Illinois organizations receive telehealth excellence awards
CHICAGO – The Partnership for a Connected Illinois, in partnership with the American Telemedicine Association, presented its 2017 Awards for Excellence in Telehealth Leadership last week.
The Awards for Excellence in Telehealth Leadership are given to organizations that have made exceptional contributions to advancing telehealth in Illinois on behalf of their members, employees, communities, providers and patients.
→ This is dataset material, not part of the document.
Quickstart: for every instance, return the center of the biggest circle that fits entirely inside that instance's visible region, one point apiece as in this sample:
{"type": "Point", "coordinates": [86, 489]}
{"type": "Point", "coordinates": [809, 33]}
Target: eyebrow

This year’s recipients are:
Improved Care for Underserved Populations:
- Leadership Award: Illinois Telehealth Network
- Achievement Award: Rush University Medical Center Tele-Stroke Network
Improved Policy Changes to Advance Telehealth:
- Leadership Award: Presence Health
Advancing Telehealth by Innovation:
- Leadership Award: Regroup Therapy
- Achievement Award: TelePharm
Partnership for a Connected Illinois was formed to ensure broadband access throughout Illinois and to maximize its impact and adoption.
mHealth experts develop recommendations for using consumer data
DURHAM, N.C. – The Duke-Margolis Center for Health Policy recently gathered several experts to form recommendations on accelerating the use of mHealth technologies for research on medical treatments.
“There is not yet a clear path for how mHealth technologies can reliably and efficiently elicit, validate and transmit relevant data, and such data are currently not being collected on a sustained and longitudinal basis,” wrote the authors of the recently released report, “Mobilizing mHealth Innovation for Real-World Evidence Generation.”
The aim of the working group of experts from throughout the health care and mHealth ecosystem was to create collaborations between the patient, clinical and research communities, and mHealth companies to advance the science on collecting and using mHealth data for evidence generation.
The group made several recommendations in its report, including:
- Establish a learning research community to advance the development and use of patient/consumer-facing mHealth technologies in evidence generation;
- Ensure efficient access to well-characterized, standardized and robust user-generated health data; and
- Use mHealth to promote easier participation in research through the awareness of and adoption of standardized approaches for informed consent and patient privacy.
“Mobile health data for novel real-world evidence generation have the potential to transform health care,” wrote the report’s authors. “The steps described here can help harness the power of mHealth to achieve this transformation while balancing the needs of the patient/consumer, researchers and the mHealth companies in a responsible, ethical and empowering way.”